As with the US, traffic in Guatemala drives on the right. There is an extensive road network but less than a third of the roads are all-weather. Many of the roads are made from volcanic ash, and therefore very muddy during the rains. There are, however, about 13,000km (8000 miles) of first- and second-class roads in the country with paved highways from Guatemala City to the principal towns in the interior and to both the Atlantic and Pacific ports.
Seatbelts must be worn at all times but there are no laws regarding the use of child safety seats. Speed limits vary depending on the condition of the road but they are rarely enforced. Driving under the influence of alcohol or drugs is illegal and those caught may be jailed.
Travellers should avoid driving to Panajachel via Patzun as the road is badly maintained and criminals take advantage of these conditions to hold up travelers.
The road from the El Salvador border to Cuilapa and from the Belize border to El Cruce are major danger spots for bus-jacking and there are also similar incidents on the main Pan-American Highway near Solola.
Guatemala recognises the International Driver's Licence and when driving, a valid national driving licence should also be carried. US driver's licences may be used in Guatemala for a period of 30 days.

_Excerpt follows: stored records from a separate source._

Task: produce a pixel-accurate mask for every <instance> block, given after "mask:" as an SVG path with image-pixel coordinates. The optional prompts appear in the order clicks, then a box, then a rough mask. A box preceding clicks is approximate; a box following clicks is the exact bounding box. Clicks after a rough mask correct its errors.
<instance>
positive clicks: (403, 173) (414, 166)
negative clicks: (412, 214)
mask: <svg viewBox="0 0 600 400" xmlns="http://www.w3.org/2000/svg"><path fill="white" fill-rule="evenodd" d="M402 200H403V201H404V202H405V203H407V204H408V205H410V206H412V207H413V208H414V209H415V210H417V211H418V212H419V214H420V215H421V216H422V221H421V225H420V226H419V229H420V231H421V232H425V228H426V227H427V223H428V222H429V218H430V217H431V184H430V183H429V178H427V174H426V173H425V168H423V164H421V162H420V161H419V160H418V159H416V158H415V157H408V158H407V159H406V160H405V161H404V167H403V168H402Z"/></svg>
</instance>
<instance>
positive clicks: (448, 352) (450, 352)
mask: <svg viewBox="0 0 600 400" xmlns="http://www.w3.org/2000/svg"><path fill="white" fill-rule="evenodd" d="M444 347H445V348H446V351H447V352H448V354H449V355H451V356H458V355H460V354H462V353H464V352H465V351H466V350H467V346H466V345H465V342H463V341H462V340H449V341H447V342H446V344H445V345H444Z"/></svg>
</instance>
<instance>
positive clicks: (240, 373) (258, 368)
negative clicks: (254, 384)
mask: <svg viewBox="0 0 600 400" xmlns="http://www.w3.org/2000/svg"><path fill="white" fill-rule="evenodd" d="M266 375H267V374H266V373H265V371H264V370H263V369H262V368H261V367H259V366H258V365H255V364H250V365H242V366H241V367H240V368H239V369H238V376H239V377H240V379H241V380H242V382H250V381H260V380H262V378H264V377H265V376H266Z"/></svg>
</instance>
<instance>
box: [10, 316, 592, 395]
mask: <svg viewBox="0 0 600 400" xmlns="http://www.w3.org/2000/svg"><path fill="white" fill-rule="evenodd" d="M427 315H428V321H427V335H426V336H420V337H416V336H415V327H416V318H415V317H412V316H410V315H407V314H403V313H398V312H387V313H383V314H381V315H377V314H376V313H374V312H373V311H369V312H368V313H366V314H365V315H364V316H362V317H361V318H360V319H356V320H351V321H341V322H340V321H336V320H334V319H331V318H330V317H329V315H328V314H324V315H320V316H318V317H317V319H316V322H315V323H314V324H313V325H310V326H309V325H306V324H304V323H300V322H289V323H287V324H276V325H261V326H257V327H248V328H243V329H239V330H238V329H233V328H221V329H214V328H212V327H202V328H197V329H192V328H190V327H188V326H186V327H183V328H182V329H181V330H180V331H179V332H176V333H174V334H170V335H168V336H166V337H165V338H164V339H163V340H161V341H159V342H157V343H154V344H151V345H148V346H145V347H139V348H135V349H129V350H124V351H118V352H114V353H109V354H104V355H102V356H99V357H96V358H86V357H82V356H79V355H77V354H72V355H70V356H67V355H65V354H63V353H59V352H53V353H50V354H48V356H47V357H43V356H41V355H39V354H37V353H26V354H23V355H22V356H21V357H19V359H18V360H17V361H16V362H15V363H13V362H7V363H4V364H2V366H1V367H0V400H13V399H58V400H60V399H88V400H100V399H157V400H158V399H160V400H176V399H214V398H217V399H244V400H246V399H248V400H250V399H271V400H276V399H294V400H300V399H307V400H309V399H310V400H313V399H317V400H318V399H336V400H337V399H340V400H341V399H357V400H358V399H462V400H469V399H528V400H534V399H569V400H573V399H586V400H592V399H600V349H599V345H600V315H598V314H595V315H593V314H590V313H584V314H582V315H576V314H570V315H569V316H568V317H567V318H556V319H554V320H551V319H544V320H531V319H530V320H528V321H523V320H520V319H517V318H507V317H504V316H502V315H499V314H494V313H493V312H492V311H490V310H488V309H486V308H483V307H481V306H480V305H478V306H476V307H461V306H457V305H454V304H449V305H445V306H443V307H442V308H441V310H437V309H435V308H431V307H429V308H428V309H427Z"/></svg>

The Guatemalan National Civil Police can issue temporary permits or permisos to foreigners who hold valid driver's licences from another country and who need to drive in Guatemala beyond their initial 30-day period in the country. Such permisos cost Q30 per month of validity, and may not be issued for a period in excess of the applicant's authorised stay (ie, the term of their visa) in Guatemala. There are tramitadores in Guatemala City and elsewhere who may be able to assist an applicant in obtaining such a permiso. When driving with a permiso, one must carry one's valid foreign driver's licence in addition to the permiso.